Physicians order thyroid function tests to help evaluate the under- or over-production of thyroid hormone(s). “The test results can help physicians reach a diagnosis and devise and monitor treatment,” explains William Dettwyler, MT AMT, president of Codus Medicus, a laboratory coding consulting firm in Salem, Ore.

Medicare and many third-party payers consider thyroid testing medically reasonable and necessary for the following purposes:

  • to confirm or rule out primary hypothyroidism or hyperthyroidism
  • to distinguish between primary and secondary hypothyroidism
  • to monitor progression of disease and therapy in patients with thyroid dysfunction
  • to monitor thyroid hormone levels in patients on long-term thyroid drug therapy
  • to monitor thyroid hormone levels associated with conditions such as goiter, thyroid nodules, thyroid or other endocrine gland neoplasms, or history of such neoplasms.

Other conditions that may indicate medical necessity for thyroid function testing include the following:

  • metabolic disorders
  • malnutrition
  • hyperlipidemia
  • certain types of anemia
  • psychosis and non-psychotic personality disorders
  • unexplained depression
  • ophthalmologic disorders
  • various cardiac arrhythmias
  • menstruation disorders
  • certain skin conditions
  • vague symptoms such as myalgia, malaise, hypothermia, alterations of consciousness, as well as various signs in the nervous, musculoskeletal, integumentary, cardiovascular, and gastrointestinal systems.

You’ll find a comprehensive list of ICD-10-CM codes describing conditions that show medical necessity for thyroid testing in the thyroid testing NCD. For instance, the list includes the following, and many, many more codes:

  • C73 (Malignant neoplasm of thyroid gland)
  • D51.0 (Vitamin B12 deficiency anemia due to intrinsic factor deficiency)
  • E03.9 (Hypothyroidism, unspecified)
  • E04.0 (Nontoxic diffuse goiter)
  • E78.4 (Other hyperlipidemia)
  • F23 (Brief psychotic disorder)
  • I48.1 (Persistent atrial fibrillation)
  • L63.9 (Alopecia areata, unspecified)
  • N91.2 (Amenorrhea, unspecified).

Caution: “Payers don’t usually cover thyroid function for screening, so you should always report the most specific diagnosis that the ordering physician provides, even if it’s just vague signs and symptoms,” Dettwyler says.

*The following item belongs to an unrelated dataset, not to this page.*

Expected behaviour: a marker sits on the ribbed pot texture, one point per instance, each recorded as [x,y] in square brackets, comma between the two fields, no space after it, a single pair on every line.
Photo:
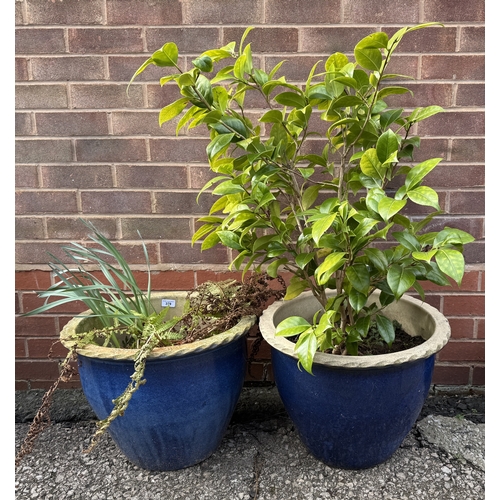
[355,411]
[179,416]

For multiple diagnoses: If the ordering physician lists more than one diagnosis as the reason for the test, you need to decide which code(s) to report, and which to list as the primary diagnosis. If the order identifies a disease process, such as hypothyroidism, you shouldn’t additionally assign codes for signs and symptoms that are routinely associated with hypothyroidism. But if the lab order identifies two codes and “both diagnoses equally meet the criteria for primary diagnosis, either option will work,” explains Kimberly Quinlan, CPC, senior medical records coder in New York’s University of Rochester Medical Center.

Understand Lab Methods

The lab tests considered in the thyroid testing NCD include the following:

  • 84436 (Thyroxine; total) often ordered as T4 or TT4
  • 84439 (Thyroxine; free) often ordered as FT4, Free T4, or FTI
  • 84443 (Thyroid stimulating hormone (TSH))
  • 84479 (Thyroid hormone (T3 orT4) uptake or thyroid hormone binding ratio (THBR)).

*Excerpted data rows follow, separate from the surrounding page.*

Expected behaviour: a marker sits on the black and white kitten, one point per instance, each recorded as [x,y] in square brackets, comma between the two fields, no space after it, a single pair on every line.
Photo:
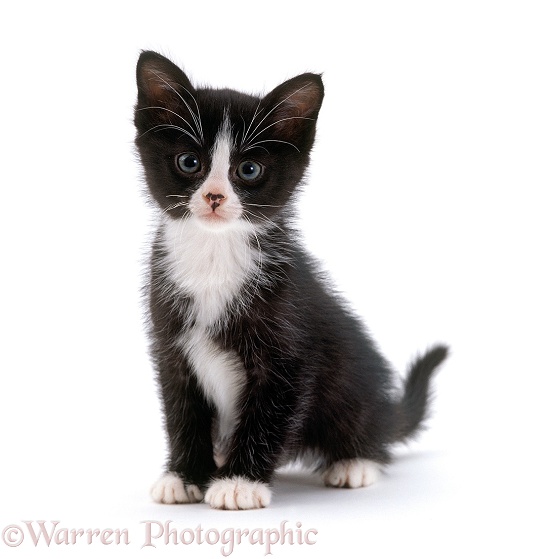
[258,361]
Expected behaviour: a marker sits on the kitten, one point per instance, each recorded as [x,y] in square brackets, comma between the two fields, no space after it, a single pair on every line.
[258,361]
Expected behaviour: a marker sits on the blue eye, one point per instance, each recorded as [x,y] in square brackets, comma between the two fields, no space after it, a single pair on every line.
[249,170]
[188,163]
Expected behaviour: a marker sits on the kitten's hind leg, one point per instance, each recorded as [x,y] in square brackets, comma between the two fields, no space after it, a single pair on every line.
[352,473]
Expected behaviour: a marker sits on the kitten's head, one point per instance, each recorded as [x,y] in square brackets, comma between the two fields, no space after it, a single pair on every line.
[221,156]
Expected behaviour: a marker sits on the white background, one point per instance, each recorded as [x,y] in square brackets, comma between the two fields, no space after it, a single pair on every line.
[426,201]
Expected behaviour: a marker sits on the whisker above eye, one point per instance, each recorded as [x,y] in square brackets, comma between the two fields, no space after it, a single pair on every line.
[256,144]
[196,119]
[262,205]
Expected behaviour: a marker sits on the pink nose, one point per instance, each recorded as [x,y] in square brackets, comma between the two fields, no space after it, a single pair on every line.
[214,200]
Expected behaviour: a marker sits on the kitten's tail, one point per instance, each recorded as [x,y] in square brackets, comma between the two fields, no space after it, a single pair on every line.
[412,408]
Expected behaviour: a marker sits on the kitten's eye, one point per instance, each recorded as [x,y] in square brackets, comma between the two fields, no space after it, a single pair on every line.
[249,170]
[188,162]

The serum levels of thyroid stimulating hormone (TSH) and free thyroxine (FT4) are instrumental in diagnosing hyperthyroidism or hypothyroidism. After a diagnosis of thyroid dysfunction, clinicians often order further testing to determine the etiology of the disorder and to monitor treatment.

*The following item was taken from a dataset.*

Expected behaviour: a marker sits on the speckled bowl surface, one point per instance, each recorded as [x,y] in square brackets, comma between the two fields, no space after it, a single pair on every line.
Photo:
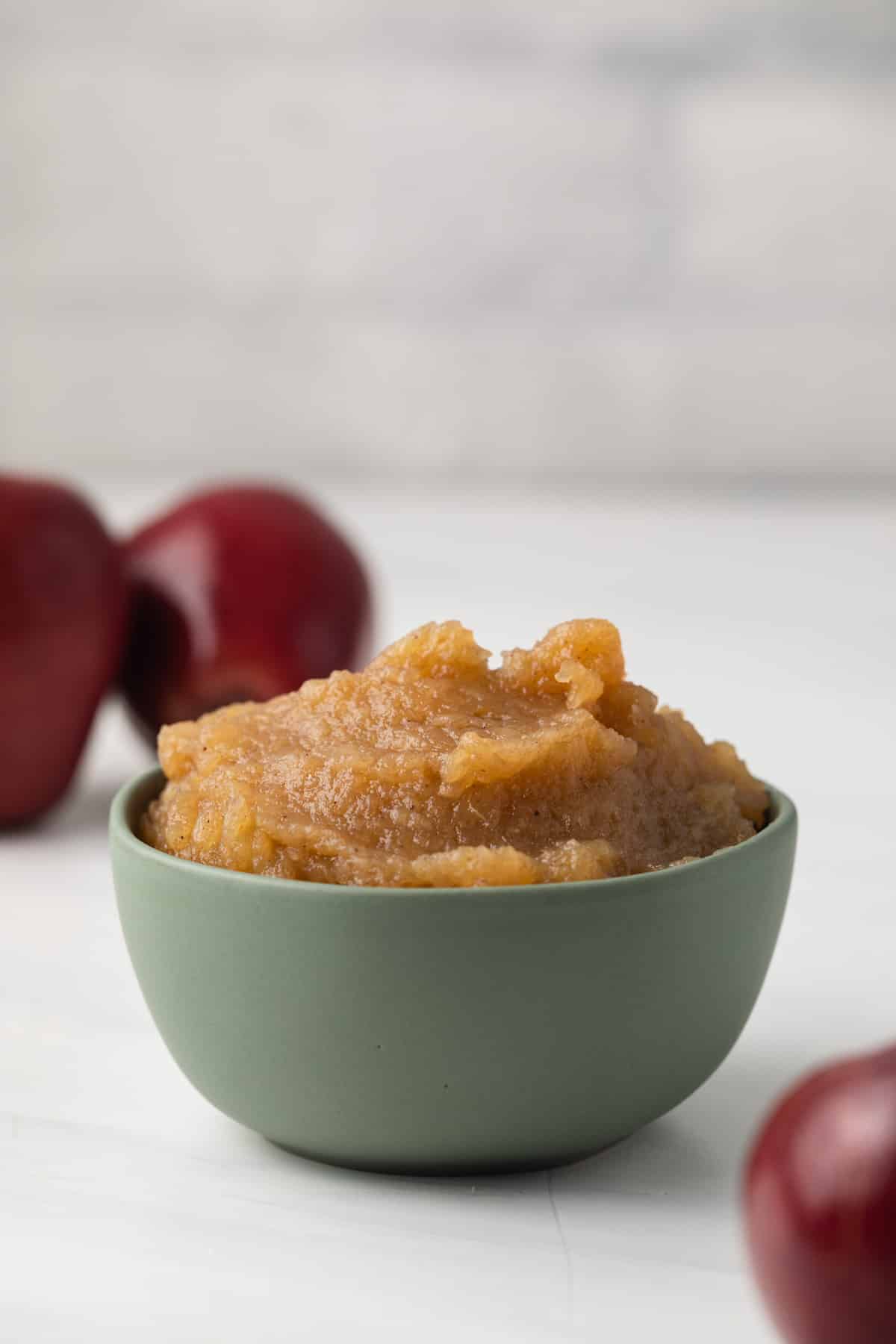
[458,1030]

Clinical advances in thyroid testing methods have changed the protocols for many labs, often reducing the number of tests required to diagnose and monitor thyroid dysfunction. For example, laboratories historically estimated the patient’s FT4 serum levels by running two tests, such as total thyroxine (84436) and triiodothyronine (T3) uptake (84479). Labs used the results to calculate the free thyroxine index (FTI), which provides an indirect proportional estimate of FT4.